“Talon,” Alex admonished nearby.
Isaac studied Talon with a sharp eye. Slightly shorter than Shadrach, he wore dark-wash jeans and a leather jacket over a simple black T-shirt. His hair was shorter than Shadrach’s, his skin pale and flawless. This was the demon that started it all, the one that tempted Alex away from the guild and set them all on the paths that led them here. The one who inadvertently introduced Isaac and Shadrach and set them both on a far more personal path, as well.
“You’re the one who captured me,” he said.
Talon bared bone-white teeth at him. “You’re lucky I didn’t gut you where you stood.”
That might’ve frightened a lesser man, but in truth, it had merit. “Maybe you should’ve.”
“What?” Shadrach’s voice was higher-pitched than he’d ever heard it.
Isaac shrugged. “It would’ve been cleaner, wouldn’t it? Even I can admit that.” Perhaps there would even be peace after death, not more punishment. “Things are far more complicated for all of us than they were before that day.”
Shadrach looked back and forth between them. “It—but—no?—”
Isaac cast him a weak smile. “Don’t hurt yourself.”

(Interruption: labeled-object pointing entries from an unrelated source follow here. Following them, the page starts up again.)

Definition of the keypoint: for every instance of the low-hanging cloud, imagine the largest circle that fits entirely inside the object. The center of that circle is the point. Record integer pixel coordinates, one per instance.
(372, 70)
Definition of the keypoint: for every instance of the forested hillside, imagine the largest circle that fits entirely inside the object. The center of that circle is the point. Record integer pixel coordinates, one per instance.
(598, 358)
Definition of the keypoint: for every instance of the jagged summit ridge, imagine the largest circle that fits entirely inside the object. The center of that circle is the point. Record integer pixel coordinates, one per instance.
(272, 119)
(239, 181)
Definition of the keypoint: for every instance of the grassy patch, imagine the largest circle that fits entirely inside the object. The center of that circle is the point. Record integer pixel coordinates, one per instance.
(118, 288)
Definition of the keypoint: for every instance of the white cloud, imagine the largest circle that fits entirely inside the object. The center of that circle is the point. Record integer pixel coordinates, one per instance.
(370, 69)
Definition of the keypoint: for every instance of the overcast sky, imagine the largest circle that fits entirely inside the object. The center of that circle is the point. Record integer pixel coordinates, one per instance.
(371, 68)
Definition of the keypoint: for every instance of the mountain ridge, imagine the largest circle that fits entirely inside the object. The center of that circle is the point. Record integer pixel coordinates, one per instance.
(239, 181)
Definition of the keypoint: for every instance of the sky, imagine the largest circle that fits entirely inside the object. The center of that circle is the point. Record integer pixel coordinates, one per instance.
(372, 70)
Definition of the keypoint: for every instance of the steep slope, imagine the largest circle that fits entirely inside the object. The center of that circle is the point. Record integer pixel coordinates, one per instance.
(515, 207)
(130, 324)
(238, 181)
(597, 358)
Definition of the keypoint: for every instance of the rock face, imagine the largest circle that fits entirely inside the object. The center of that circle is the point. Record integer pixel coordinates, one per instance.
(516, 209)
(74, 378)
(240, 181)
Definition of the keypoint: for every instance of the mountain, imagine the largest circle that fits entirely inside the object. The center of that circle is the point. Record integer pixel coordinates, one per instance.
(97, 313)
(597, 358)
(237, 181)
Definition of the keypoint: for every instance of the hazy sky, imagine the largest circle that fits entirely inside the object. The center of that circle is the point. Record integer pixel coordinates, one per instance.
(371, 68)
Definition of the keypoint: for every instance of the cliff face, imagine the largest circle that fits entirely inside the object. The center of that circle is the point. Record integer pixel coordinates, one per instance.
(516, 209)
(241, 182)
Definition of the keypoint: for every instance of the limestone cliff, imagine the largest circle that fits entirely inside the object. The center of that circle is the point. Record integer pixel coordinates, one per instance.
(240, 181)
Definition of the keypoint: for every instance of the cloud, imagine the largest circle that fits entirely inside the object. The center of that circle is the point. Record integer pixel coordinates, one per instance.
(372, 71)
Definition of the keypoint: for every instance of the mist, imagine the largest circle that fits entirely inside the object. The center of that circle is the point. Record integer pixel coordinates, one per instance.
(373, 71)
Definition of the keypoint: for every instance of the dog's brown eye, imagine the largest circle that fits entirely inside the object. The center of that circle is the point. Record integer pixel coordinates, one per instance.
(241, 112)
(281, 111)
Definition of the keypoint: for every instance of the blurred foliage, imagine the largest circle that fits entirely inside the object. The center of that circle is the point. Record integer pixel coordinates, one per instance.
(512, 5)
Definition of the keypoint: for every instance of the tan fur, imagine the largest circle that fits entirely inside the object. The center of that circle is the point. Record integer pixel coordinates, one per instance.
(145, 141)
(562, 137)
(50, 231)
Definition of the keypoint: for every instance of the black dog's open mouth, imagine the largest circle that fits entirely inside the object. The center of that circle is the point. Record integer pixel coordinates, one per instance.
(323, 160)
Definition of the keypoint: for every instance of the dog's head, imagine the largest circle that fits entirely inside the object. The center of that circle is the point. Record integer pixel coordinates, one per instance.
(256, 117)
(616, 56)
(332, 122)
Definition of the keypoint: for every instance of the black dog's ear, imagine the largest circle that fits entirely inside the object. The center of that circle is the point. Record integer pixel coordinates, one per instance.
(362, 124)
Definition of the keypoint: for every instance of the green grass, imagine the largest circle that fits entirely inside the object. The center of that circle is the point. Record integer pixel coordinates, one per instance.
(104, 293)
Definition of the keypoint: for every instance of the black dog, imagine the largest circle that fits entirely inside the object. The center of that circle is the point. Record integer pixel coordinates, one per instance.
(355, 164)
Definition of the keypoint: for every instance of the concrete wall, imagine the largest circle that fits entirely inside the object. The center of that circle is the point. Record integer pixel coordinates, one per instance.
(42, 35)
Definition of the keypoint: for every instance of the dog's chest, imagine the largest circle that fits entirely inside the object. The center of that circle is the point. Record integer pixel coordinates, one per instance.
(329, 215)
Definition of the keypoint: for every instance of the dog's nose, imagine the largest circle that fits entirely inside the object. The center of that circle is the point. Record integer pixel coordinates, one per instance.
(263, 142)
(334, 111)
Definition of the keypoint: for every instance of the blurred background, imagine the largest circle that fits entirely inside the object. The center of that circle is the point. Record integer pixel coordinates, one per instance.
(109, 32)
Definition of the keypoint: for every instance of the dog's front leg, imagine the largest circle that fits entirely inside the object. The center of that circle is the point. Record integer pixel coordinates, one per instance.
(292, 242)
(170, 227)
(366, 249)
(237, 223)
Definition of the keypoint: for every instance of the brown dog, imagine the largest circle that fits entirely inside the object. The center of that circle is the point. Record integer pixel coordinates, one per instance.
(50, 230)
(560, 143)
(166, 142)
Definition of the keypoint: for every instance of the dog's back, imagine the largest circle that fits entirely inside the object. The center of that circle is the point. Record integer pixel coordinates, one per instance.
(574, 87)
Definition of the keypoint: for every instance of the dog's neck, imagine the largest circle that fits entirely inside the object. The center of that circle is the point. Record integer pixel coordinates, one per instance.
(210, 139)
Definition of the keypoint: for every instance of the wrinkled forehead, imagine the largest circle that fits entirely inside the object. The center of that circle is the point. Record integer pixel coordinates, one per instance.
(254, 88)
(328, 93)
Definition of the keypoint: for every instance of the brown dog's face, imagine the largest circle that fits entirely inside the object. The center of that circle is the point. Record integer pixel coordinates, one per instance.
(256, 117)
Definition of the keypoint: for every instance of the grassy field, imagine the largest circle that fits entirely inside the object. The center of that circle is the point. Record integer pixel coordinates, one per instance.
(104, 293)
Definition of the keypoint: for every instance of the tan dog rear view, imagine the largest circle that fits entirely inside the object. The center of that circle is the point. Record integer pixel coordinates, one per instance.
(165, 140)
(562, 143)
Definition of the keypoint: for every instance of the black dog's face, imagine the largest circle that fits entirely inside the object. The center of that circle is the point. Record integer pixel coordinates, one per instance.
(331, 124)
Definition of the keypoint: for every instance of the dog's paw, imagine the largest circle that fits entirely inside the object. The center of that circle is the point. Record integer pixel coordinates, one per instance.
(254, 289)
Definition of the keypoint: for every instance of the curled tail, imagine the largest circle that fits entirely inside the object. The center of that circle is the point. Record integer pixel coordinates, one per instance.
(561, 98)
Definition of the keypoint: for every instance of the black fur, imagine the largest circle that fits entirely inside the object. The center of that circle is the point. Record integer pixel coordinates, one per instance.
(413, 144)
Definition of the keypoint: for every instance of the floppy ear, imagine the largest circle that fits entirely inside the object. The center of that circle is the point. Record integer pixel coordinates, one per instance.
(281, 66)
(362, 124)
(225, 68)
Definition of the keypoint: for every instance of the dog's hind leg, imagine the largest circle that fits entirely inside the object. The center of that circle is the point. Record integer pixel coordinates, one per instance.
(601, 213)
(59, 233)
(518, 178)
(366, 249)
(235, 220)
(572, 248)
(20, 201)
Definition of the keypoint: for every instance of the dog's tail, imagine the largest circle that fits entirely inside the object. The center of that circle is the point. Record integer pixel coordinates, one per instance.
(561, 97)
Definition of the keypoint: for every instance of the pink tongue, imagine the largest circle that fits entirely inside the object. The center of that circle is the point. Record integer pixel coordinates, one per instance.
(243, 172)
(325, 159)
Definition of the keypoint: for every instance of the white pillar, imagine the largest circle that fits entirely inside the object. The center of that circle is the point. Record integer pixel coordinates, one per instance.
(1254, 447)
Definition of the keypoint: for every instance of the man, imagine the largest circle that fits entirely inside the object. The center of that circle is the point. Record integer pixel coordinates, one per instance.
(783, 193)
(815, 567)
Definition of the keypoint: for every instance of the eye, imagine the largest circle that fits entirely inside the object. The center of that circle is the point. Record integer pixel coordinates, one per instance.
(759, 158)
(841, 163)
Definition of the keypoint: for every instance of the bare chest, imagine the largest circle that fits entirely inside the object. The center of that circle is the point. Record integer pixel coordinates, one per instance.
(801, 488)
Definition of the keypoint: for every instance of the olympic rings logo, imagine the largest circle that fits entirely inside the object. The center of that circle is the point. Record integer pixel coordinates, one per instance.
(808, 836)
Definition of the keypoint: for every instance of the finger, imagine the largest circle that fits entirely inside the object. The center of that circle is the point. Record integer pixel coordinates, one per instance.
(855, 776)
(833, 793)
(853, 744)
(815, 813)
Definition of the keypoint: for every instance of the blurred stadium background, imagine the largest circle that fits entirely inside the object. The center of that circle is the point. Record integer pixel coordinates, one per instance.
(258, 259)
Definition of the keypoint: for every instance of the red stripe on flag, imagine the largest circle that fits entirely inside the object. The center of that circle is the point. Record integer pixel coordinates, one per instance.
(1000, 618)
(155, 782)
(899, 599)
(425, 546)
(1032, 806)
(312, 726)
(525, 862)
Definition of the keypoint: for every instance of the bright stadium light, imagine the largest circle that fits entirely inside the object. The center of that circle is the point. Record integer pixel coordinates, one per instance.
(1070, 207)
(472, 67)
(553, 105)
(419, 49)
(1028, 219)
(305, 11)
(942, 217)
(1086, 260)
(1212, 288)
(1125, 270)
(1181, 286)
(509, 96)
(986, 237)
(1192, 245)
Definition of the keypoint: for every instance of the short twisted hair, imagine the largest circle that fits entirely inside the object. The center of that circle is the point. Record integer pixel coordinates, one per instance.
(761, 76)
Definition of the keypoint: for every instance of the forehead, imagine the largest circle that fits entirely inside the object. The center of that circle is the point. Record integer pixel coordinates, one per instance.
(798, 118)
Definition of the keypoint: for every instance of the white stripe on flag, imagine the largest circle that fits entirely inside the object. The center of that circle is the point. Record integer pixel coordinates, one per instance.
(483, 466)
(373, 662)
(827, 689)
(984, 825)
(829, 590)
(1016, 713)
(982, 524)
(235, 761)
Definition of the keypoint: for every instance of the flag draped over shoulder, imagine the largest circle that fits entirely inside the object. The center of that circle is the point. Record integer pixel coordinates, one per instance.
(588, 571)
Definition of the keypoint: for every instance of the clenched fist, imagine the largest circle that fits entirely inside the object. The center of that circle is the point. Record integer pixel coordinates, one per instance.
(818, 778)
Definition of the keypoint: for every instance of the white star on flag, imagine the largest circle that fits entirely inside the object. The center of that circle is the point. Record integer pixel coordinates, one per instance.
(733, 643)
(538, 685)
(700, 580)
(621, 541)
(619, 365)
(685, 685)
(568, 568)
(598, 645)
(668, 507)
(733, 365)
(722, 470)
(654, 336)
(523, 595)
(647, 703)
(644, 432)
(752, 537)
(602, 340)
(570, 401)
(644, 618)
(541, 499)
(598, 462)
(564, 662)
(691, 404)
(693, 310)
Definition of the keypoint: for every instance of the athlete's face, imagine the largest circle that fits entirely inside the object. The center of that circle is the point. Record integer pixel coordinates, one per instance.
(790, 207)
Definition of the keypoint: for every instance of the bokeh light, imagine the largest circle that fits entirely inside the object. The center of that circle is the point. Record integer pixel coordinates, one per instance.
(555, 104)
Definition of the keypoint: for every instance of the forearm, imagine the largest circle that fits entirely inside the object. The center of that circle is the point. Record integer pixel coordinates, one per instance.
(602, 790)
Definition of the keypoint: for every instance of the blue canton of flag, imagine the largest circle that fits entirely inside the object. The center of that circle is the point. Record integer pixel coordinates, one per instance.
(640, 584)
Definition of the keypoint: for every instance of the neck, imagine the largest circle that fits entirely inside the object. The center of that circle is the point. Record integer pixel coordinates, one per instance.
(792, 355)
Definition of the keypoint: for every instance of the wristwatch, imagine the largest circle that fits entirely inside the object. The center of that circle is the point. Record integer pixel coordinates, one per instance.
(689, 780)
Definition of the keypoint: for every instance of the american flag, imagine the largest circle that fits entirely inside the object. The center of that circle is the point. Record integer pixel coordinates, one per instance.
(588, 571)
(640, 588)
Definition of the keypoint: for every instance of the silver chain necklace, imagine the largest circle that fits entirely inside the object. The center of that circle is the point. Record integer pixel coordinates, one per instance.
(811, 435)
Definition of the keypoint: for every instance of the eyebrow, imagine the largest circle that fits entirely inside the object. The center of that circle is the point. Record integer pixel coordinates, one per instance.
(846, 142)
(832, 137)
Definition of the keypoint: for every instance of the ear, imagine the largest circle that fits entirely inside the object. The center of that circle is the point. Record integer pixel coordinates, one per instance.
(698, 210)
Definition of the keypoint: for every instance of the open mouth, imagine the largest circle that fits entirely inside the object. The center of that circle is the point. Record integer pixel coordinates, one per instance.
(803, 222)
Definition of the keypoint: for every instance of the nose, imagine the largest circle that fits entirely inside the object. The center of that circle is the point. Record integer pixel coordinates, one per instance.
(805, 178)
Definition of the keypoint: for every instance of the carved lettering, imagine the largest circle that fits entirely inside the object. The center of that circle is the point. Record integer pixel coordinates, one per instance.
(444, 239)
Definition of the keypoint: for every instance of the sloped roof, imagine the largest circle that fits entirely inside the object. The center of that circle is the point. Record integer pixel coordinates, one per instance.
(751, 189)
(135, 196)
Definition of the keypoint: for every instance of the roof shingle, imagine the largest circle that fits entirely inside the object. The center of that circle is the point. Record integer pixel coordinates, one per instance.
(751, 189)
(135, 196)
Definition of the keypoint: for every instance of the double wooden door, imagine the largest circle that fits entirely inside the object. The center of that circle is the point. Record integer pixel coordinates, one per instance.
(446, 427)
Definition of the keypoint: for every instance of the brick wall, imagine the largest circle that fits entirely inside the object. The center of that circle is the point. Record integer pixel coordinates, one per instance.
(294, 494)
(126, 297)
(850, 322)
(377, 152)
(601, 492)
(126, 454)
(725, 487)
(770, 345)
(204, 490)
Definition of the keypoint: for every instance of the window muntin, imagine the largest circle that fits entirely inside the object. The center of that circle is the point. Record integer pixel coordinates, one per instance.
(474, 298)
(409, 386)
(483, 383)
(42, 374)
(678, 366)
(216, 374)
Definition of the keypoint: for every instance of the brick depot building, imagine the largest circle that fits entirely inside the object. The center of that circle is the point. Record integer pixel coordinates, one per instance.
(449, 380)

The demon’s eyes narrowed into a teasing glare, and he leaned in, his nose brushing Isaac’s ear with a rattling growl. “Pushing it.”
God, he hoped so. He wanted to see how far he could push Shadrach. For the first time in his life, he was free. Where were the limits? How far was he allowed to go? What would Shadrach do when he pushed too far?
“Oh, fuck me, I don’t want to see them making eyes at each other,” a red-eyed halfling with long hair and a sidecut said.
“Too fucking bad,” Shadrach said. “I’ve had to watch you guys make eyes at each other formonths. Besides, we’re here for a reason. We’ve got some things to discuss, and I think we should do it while drinking. Killer, can I get you a beer?”
He tilted his head thoughtfully. “I’ve never had a beer.”
“Appalling,” Shadrach declared. “You’re trying a beer.”
Shadrach clamped down on Isaac’s shoulders and steered him into the… arcade area? Meeting area? There were papers and laptops strewn across the air hockey table in the middle of the space. A sofa sat against one wall, surrounded by folding metal chairs, which was where most of them were. He pushed Isaac down onto the sofa beside Ira and then went to fetch him a beer while the others joined them.
Isaac’s eyes snagged on a pair of teenagers, both with dark hair and dark brown eyes.
“That’s Zach and Angie,” Ira supplied. “They’re… recruits.”
If the guild knew the Sentinels were recruiting, they’d lose their shit. He wondered if they realized how much danger they were actually in. If they hadn’t before, they probably did after the paladins attacked.
With everyone sitting or standing around in a loose circle, drinks in hand—Angela with a hot cocoa and Zachary with a soda—no one seemed to know how to break the silence. Isaac took a long sip of the beer, and Shadrach, standing beside the sofa next to him, watched him curiously. The flavor was bitter and bubbly but not at all unpleasant, and he took a second sip with Shadrach’s satisfied smile warming his profile.
“You came back,” Nathan finally said. He was sitting across from Isaac, in a metal chair with his elbows on his knees and a tumbler of whiskey and soda clutched between his hands. He looked pensive, and the white-haired demon sitting on the floor beside him wrapped one large hand around his ankle, as though grounding.
Isaac looked from face to face, uncertain now that they were all waiting for him to speak. The words left him without thought.
“I should apologize for the things I’ve done. I betrayed you all, and I’m sorry.”
Sighing heavily, Nathan softened. He took a long sip of his drink and then asked, “Why’d you do it? Why did you spy for them?”
Isaac didn’t know where to start. Everything the guild taught him was so tangled up in his head. It couldn’t be right, not if he was meant to be with Shadrach, but he couldn’t just clean the slate. Those lessons couldn’t be erased so easily. He looked up at Shadrach, at his comfortingly dark eyes. Shadrach drifted closer, perching on the armrest and laying one hand flat at the base of Isaac’s neck.
Grounding. With a deep breath, he found his voice.
“You know what they say about me there. As far as I know, it’s true. Because my circumstances were different, they used a different approach with me. I was taught not about goodness and doing what’s right, but obedience. I was meant to do whatever they told me, no matter what. Sloan’s word was the highest authority. They said it was because I had no moral compass of my own, so Sloan was meant to be mine. When I did something they deemed wrong, I was punished. The methods differed sometimes. They would take away my dinners or send me to Hawley, who would give me lashes for my disobedience.”
Shadrach growled lowly, his fingers curling possessively.
“So when Sloan asked me what people were saying about everything that was happening, of course I told him about the meetings Nathan had arranged. And when he asked me to continue going so I could report back to him, it didn’t even occur to me to disobey. I’d been conditioned not to.”
“Jesus,” Luke said under his breath.